“I bit Rebecca Black when I was younger, but those days are gone,” her description reads. “Believe it or not, spying on the neighbors is seriously exhilarating. You should try it some time. Let’s connect on ICQ.” She is described as having chestnut eyes and a cotton-candy-colored coat.
As a game, CryptoKitties was one of the earliest attempts to leverage blockchain technology for leisure. Like real cats, each virtual cat carries a unique DNA, and their traits, called cattributes, can be passed down to offspring. Each virtual cat is unique and cannot be replicated or transferred without the owner’s permission, according to Axiom Zen, the studio behind the game.
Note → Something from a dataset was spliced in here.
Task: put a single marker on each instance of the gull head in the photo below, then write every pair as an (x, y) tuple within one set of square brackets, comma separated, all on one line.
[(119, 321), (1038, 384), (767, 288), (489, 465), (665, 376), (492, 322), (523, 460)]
Generally, earlier generations of the virtual cats are deemed more valuable, making Dragon a rarity in the game — she’s a ninth-generation CryptoKitty. Newer virtual cats have an average selling price of around $60, according to CNET, and a median price of $9.
The previous sales record for the game was held by CryptoKitty Founder Cat #18, which sold for 253 ETH in December, or approximately $110,000 CryptoKitty #4 sold for $107,000. Both Founder Cat #18 and #4 are both Gen 0 cats, making them more valuable. Dragon is CryptoKitty #896775.
It’s unclear why Dragon fetched such a high price, but Rabona is now her new proud owner. Although Axiom Zen generally doesn’t comment on sales, the studio speculated that “maybe there was a personal connection the buyer had to the cat or the seller.” Other theories range from the whimsical (she bit Rebecca Black) to the more cynical (it was a way to launder money), according to The Next Web.
The sale of Dragon may lead to a new resurgence for the game and the app. Since its height in December, the total transactions on the app has dropped by 98.4 percent in January, and volume has remained slow since. Over the past day, Dragon’s sale has elevated the game’s trading volume to the highest level since February. Another milestone is also coming up: CryptoKitties is about to celebrate its millionth virtual cat.